OPA is the abbreviation for the Federal Act on Occupational Old Age, Survivors’ and Invalidity Pension Provision. The law entered into force in 1985 and governs occupational pension provision, in other words the second pillar in Switzerland’sthree-pillar provision system. The pension provision brings together all measures that allow older people, surviving relatives and disabled people to continue their accustomed standard of living in the event of an insurance claim such as old age, death or invalidity together with the benefits from OASI and IV (first pillar). Unlike for the first pillar, every person in the second pillar has their own retirement savings which bear interest.

Compulsory insurance

Compulsory benefits under the OPA
As the second pillar is occupational pension provision, employees whose income is at least CHF 21,330 a year are insured. Their death and disability cover begins on 1 January after they reach 17 years of age and saving for retirement begins on 1 January after they reach 24 years of age. The entry threshold for compulsory insurance under the OPA is a salary of CHF 21,300. However, only the portion of the salary from CHF 24,885 up to and including CHF 85,320 is insured. This portion is called the coordinated salary or the OPA salary. If the coordinated salary amounts to less than CHF 3,555 per year, this amount is still covered.

Non-mandatory salary
The OPA provides that employers that employ people with an insurance obligation must set up a provision institution or join one.

Although the salary portion above the non-mandatory OPA limit of CHF 85,320 is not insured by law, it can be covered by the pension fund as a non-mandatory portion.

For more information about pension funds, please click here.

Self-employed people
Those in self-employment can take out voluntary insurance with an insurance union or the OPA Suppletory Institution Foundation. If they do not do this, they have the possibility of paying higher contributions into pillar 3a than an employee subject to OASI would be able to. In 2020, the maximum permitted amount a person could pay in is 20% of their income and a maximum of CHF 42,128 per year.

Insurance benefits

Retirement pension
Retirement savings in the second pillar are made up of annual old-age credit paid until retirement age. The employee and employer normally each pay half of the amount. The amount of old-age credit increases gradually with age.
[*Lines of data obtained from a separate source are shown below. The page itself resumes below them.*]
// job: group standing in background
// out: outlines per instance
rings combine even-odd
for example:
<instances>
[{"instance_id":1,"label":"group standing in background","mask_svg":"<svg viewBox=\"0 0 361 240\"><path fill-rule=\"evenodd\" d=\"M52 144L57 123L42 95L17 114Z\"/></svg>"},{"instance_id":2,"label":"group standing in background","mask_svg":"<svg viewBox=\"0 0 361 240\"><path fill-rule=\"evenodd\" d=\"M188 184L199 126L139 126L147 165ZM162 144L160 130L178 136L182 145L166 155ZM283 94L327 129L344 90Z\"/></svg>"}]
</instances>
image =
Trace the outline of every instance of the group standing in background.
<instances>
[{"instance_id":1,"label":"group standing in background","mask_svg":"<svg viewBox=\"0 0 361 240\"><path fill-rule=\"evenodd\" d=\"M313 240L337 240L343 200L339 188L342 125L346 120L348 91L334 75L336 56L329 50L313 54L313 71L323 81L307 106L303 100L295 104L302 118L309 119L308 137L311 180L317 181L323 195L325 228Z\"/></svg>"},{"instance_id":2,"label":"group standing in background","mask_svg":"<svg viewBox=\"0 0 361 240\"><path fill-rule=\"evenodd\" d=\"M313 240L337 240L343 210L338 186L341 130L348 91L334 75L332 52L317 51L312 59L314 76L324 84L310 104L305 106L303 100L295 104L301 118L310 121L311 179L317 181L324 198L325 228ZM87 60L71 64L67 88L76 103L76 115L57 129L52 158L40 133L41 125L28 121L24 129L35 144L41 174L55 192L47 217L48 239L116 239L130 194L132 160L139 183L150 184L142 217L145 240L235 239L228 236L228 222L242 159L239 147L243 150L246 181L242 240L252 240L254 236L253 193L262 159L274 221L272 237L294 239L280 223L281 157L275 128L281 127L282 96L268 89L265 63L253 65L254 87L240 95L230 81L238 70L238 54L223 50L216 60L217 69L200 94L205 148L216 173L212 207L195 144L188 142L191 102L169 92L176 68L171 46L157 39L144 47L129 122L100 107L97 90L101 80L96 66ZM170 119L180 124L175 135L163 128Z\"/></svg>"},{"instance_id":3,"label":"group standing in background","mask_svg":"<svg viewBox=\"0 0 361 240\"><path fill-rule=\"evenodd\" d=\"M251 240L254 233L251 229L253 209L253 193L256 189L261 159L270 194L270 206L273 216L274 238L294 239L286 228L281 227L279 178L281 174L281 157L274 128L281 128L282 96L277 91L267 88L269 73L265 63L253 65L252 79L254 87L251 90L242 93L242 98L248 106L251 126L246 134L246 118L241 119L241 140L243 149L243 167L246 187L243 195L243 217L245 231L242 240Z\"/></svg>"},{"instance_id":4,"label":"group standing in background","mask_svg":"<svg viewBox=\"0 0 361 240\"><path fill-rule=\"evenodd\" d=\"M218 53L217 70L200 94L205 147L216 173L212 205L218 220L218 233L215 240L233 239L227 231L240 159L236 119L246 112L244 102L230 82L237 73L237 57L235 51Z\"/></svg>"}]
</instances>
If only seven per cent of the OPA salary is paid into the second pillar between the ages 25 and 34, 18 per cent will be paid from 55 years of age to retirement age. Up until retirement, these retirement savings bear interest at an interest rate set by the Federal Council every year (currently one per cent).

The retirement savings are normally paid out with a pension when a person reaches retirement age – 65 for men and 64 for women. The pension amount is calculated using a conversion rate, which is currently set at 6.8 per cent. Retirement assets of CHF 100,000 thus amount to an annual pension of CHF 6,800. Partners’ pensions and retired persons’ children’s benefits are also insured.

Risk benefits: survivors’ and disability pensions
In addition to the savings portion, a risk portion is also covered with occupational pension provision. The risk insurance comprises benefits in the event of disability and death and the cover starts on 1 January after a person’s 17th birthday.

If a person is unable to work, a disability pension will be paid out after a waiting period of 12 months. The pension amount is made up of the retirement savings already available and future old-age credit (excluding interest, however). This sum will then be multiplied by the OPA conversion rate valid at the time. People who are unable to work are exempt from further contribution obligations but are still covered in the event of death.

If someone dies, the surviving spouse or registered partner is entitled to 60 per cent of the full disability pension, provided that they are responsible for the support of a child or are older than 45 years of age and the marriage or registered partnership has lasted more than five years. The children are also entitled to a child’s pension, which amounts to 20% of the full disability pension.